Just as the exhibition marking the 40th anniversary of Che Guevara’s martyrdom became an instrument of struggle against imperialist machinations, with a call to free the five Cubans held prisoner in the USA for tracking down the supported terrorists in that country, this exhibition became a forum to call for the release of artiste Salima Hashmi, elder daughter of the late revolutionary poet Faiz Ahmed Faiz. (She was recently) arrested by the military regime of Pakistan.

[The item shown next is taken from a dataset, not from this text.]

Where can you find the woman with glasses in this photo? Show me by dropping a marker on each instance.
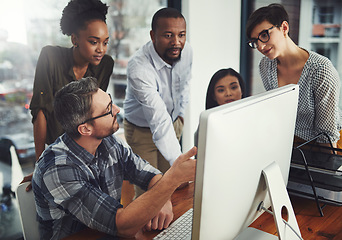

While the USA publicly protests against the restoration of army rule in that country, it was part of the US strategy to impose pliable governments in states of South Asia, just as they have foisted the army on Bangladesh claiming that politicians there were “corrupt”. Could anything have been more corrupt than the US invasion of Iraq on false pretences, only to plunder the oil resources of the Iraqi people? It is evident that people must be vigilant against the machinations of imperialism in South Asia.

 

The significance of the exhibition lay in the fact that our contemporary art is firmly rooted in the global anti-imperialist movement that emerged in the post-World War I climate of national liberation and developed even faster in the period after the defeat of fascism in 1945 and India becoming independent in 1947. This art still recognises that powerful blend of folk, narrative and modernist expressions as its mainstay. In this exhibition paintings were paintings and sculptures were sculptures. There was no attempt to escape into forms of ‘virtual’ expression of the mechanical sort, nor at wallowing in Kitsch. This allows the viewer to peruse through expressions of real and concrete feelings in time-tested aesthetic languages. And in this process one can see the influence of artistes like Dhanraj Bhagat, KCS Panicker, Sailoz Mookherjea, M F Husain, Sunil Das, Pablo Picasso, Paul Klee, Jackson Pollock and even of our ubiquitous Nandi sculptures, not to speak of the scroll painting and wall-writing traditions of our peasantry and tribal people now being increasingly marginalised in a world dominated by real estate sharks and speculators. And more than that, they show a powerful yearning to carry forward the message of peace, progress and love to challenge the domination and plunder that imperialism is characterised by. But their techniques, predilections and treatments are new and original.

 

Being clean and unambiguous works of art, the venue provided a hospitable space for a poetry recital by Vishnu Nagar, Mangalesh Dabral and a poem I had specially written for the catalogue. Vishnu Nagar read out the poems Gai Ki Tarah (Like A Cow), Ve Jo Jeevan Ko Phirse Jeene Layaq Banate Hain (Those Who Make Life Worth Living Again) and Main Aur Kuch Nahin Kar Sakta Tha (I Could Not Do Anything Else) from his collection Hasne Ki Tarah Rona (Weeping like Laughing). Mangalesh Dabral chose to recite Kremlin Katha (Kremlin Tales) and Kremlin Sanghralaya (Kremlin Museum) from his book Awaz Bhi Ek Jagah Hai (The Voice Is Also A Place) and Taqat Ki Duniya (A World of Power) from his forthcoming volume Mujhe Dikha Ek Manushya (I Saw A Man). This poetry recital took place at a venue that some 200 writers, artistes and art lovers had dedicated to the jailed Pakistani artiste Salima Hashmi and other democratic protestors now in jail. This showed one that whole of life reflects itself in our artistic expressions and that nothing can be ignored or brushed aside without doing damage to the direction and wealth of genuine creative aspirations.